What are prenatal vitamins?


Prenatal vitamins are specially formulated supplements designed to support the nutritional needs of pregnant women and their developing babies.

Prenatal vitamins are quite amazing. Their job is to provide the essential nutrients you need during pregnancy that you may not always get solely from your diet. They also support the development of your baby, both before and after birth. Additionally, prenatal vitamins are not just for expectant mothers; women who are planning to have a baby, trying to conceive, or breastfeeding should also take them.

Recommended vitamins and minerals during pregnancy

What nutrients do you need and in what quantities?
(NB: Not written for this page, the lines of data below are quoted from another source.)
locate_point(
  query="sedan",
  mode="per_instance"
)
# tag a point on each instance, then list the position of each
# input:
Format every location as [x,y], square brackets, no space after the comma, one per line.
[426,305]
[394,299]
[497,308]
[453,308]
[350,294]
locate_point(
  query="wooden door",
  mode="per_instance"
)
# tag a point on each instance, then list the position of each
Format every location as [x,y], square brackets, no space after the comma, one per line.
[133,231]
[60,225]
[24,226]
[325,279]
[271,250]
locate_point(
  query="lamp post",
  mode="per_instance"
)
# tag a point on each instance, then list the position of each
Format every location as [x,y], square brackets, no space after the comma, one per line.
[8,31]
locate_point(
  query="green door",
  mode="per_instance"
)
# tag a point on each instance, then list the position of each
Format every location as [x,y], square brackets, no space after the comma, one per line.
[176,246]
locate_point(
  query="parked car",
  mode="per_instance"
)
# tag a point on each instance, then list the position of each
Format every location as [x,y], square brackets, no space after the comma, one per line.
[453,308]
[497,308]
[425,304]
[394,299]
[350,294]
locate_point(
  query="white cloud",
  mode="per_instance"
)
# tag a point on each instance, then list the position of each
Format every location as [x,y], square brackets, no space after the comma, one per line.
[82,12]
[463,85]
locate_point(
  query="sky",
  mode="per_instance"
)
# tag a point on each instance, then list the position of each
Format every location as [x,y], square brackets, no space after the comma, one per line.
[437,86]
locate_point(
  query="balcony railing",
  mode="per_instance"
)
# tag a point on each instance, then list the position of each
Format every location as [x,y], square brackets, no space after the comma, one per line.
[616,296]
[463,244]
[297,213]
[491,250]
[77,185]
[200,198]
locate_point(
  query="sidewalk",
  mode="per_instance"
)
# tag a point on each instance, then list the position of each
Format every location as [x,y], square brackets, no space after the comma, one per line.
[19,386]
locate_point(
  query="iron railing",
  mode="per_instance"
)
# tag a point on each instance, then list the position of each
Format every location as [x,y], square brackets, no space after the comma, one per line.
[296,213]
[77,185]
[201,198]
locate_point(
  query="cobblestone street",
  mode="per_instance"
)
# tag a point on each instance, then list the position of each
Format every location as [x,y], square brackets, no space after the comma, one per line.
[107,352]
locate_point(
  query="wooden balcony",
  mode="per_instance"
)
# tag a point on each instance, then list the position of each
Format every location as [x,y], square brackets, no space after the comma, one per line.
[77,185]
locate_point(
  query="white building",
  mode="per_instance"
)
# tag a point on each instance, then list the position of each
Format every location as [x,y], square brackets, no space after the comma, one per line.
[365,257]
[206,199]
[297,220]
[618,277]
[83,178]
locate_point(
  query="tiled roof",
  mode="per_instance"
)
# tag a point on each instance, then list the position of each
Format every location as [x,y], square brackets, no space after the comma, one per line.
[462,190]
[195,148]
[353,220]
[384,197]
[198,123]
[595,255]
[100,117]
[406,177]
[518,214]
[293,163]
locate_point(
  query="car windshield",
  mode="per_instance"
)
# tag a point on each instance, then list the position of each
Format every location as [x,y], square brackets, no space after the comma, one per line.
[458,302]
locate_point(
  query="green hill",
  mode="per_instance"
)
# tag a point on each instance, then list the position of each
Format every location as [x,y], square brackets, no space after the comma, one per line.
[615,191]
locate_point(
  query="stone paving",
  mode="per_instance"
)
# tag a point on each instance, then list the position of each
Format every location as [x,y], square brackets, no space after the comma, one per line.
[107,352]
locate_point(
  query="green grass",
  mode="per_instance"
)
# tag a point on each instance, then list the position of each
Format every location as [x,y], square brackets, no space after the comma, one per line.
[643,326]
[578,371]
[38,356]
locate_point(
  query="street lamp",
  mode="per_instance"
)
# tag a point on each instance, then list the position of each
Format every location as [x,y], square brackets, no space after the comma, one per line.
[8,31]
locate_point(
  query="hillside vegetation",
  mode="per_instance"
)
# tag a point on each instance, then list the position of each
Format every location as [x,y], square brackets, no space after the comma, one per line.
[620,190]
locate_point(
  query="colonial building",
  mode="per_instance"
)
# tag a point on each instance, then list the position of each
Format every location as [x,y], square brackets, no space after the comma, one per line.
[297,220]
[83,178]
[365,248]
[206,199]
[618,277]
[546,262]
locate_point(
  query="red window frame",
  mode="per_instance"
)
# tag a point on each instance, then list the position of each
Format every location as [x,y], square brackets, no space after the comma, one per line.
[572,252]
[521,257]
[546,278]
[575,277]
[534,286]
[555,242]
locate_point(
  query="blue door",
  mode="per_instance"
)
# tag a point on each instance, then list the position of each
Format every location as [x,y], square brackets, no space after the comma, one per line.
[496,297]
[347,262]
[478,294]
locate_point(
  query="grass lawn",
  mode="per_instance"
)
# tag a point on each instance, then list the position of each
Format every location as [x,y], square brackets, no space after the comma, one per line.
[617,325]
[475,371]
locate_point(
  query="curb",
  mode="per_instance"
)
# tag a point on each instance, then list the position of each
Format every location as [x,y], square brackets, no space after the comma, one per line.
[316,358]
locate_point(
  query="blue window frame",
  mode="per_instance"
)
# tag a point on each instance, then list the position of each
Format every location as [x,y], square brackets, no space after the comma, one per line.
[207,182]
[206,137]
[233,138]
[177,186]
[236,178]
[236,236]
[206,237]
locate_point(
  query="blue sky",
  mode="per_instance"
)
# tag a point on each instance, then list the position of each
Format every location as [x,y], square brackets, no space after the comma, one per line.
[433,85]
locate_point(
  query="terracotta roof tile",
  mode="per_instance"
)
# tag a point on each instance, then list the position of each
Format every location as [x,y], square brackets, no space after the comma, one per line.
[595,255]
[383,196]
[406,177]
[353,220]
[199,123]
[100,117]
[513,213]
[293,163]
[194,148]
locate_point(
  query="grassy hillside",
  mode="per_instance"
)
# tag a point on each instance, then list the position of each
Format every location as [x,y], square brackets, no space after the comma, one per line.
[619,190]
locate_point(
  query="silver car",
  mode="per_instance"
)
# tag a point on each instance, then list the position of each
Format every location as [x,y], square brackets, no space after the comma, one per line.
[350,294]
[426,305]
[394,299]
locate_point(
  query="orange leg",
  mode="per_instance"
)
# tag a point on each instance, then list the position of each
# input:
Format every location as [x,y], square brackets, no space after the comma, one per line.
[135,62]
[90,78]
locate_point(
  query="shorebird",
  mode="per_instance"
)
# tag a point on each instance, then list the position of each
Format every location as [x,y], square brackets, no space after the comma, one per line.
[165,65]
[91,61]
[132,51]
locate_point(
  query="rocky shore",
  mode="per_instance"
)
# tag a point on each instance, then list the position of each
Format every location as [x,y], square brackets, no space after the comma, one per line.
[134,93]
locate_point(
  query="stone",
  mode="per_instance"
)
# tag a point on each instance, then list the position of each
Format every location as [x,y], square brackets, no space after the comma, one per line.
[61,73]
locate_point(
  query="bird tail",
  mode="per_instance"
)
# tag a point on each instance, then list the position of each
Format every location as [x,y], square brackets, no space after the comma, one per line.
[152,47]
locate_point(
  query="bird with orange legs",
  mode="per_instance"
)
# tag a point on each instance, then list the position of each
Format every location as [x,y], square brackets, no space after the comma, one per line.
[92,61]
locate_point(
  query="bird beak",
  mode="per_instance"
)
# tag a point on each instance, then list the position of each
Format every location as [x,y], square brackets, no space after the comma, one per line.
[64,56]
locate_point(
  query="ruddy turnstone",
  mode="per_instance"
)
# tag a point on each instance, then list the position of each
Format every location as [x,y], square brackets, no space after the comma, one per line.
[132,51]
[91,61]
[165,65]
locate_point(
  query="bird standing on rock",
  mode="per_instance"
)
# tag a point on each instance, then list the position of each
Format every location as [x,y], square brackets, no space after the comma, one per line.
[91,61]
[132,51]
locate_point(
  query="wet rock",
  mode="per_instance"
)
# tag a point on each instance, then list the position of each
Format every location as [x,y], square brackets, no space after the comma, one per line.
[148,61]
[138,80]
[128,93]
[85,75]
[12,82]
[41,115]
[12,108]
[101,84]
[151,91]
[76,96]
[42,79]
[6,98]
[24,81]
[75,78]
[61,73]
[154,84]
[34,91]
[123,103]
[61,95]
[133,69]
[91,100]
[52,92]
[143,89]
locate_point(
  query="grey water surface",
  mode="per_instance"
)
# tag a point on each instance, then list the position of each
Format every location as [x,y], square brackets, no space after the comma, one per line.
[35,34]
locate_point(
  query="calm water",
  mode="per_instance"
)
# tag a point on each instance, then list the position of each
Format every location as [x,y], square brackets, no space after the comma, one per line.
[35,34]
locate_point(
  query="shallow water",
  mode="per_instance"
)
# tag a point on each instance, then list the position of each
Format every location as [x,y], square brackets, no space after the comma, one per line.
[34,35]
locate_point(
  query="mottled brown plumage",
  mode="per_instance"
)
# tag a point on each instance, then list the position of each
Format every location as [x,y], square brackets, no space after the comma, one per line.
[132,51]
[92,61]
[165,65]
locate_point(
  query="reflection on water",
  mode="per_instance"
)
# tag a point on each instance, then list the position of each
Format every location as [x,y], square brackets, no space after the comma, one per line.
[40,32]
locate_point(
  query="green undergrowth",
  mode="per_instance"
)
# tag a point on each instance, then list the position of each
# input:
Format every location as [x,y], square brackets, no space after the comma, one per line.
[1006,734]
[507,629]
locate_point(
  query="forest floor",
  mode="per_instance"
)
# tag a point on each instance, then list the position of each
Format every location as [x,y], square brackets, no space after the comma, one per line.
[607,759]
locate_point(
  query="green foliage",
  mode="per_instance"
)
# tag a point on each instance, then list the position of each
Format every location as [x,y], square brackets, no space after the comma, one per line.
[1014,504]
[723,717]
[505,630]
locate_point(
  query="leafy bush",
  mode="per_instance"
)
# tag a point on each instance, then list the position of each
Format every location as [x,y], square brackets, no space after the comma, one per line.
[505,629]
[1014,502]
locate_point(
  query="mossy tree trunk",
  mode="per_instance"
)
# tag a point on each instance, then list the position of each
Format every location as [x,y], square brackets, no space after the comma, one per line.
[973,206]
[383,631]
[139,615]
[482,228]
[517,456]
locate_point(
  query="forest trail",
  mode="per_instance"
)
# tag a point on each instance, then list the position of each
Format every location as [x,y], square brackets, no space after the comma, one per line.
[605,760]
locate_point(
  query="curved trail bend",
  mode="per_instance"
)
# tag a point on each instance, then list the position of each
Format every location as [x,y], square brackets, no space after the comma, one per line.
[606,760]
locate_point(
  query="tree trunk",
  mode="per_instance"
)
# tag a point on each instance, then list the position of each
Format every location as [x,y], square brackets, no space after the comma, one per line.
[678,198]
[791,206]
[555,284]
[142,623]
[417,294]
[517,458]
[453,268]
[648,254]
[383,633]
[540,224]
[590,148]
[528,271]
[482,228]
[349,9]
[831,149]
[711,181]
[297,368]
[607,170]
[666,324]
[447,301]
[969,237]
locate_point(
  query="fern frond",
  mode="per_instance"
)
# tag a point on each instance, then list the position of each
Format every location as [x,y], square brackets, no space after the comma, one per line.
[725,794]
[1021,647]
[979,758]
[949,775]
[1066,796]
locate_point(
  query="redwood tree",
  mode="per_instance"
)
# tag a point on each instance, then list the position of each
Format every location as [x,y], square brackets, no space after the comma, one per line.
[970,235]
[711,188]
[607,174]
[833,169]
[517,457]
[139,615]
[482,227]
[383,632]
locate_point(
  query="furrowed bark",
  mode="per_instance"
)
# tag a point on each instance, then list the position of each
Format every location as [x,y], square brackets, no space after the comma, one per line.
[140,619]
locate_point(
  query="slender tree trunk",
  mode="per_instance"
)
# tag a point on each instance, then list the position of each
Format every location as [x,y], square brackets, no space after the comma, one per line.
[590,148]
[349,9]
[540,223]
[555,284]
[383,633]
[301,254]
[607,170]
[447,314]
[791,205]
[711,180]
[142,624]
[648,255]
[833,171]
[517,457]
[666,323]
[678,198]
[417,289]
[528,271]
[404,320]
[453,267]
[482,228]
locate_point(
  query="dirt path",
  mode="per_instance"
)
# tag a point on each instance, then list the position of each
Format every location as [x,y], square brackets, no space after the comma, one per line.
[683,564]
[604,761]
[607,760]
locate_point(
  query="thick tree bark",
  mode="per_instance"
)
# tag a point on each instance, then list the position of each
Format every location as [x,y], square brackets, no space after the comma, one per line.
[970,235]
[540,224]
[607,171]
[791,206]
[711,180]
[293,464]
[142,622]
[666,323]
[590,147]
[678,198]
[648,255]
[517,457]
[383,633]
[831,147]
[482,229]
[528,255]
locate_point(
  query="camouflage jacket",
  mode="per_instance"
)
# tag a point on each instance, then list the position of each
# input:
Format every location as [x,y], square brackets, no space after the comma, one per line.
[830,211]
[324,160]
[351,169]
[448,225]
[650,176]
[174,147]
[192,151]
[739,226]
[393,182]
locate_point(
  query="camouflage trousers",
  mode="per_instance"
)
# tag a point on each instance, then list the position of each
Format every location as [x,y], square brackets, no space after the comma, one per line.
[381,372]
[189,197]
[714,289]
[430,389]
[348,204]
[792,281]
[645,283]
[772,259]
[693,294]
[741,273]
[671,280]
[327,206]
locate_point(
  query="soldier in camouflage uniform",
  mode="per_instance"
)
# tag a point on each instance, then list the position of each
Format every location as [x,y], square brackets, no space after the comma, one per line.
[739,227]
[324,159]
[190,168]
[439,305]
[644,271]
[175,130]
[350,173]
Along with a healthy diet, prenatal vitamins can help you get the daily amounts recommended by the American Pregnancy Association for the following vitamins and nutrients:

Folic Acid/Folate (400-800 mcg)
Vitamin D (5 mcg/600 IU)
Vitamin E (15 mg)
Vitamin C (80-85 mg)
Thiamine/B1 (1.4 mg)
Riboflavin/B2 (1.4 mg)
Niacin/B3 (18 mg)
Calcium (1,000-1,300 mg)
Iron (27 mg)
Zinc (11-13 mg)

What to look for in prenatal vitamins

A well-balanced diet consisting of carbohydrates, proteins, minerals, fruits, vegetables, fats, and vitamins can provide many nutrients needed to support a healthy pregnancy and the growth of your baby. But with the additional nutritional demands that come with creating a new human being, even the best diet may fall short. That’s where prenatal supplements come in. They provide important vitamins and nutrients that you and your baby need, along with a good dose of peace of mind.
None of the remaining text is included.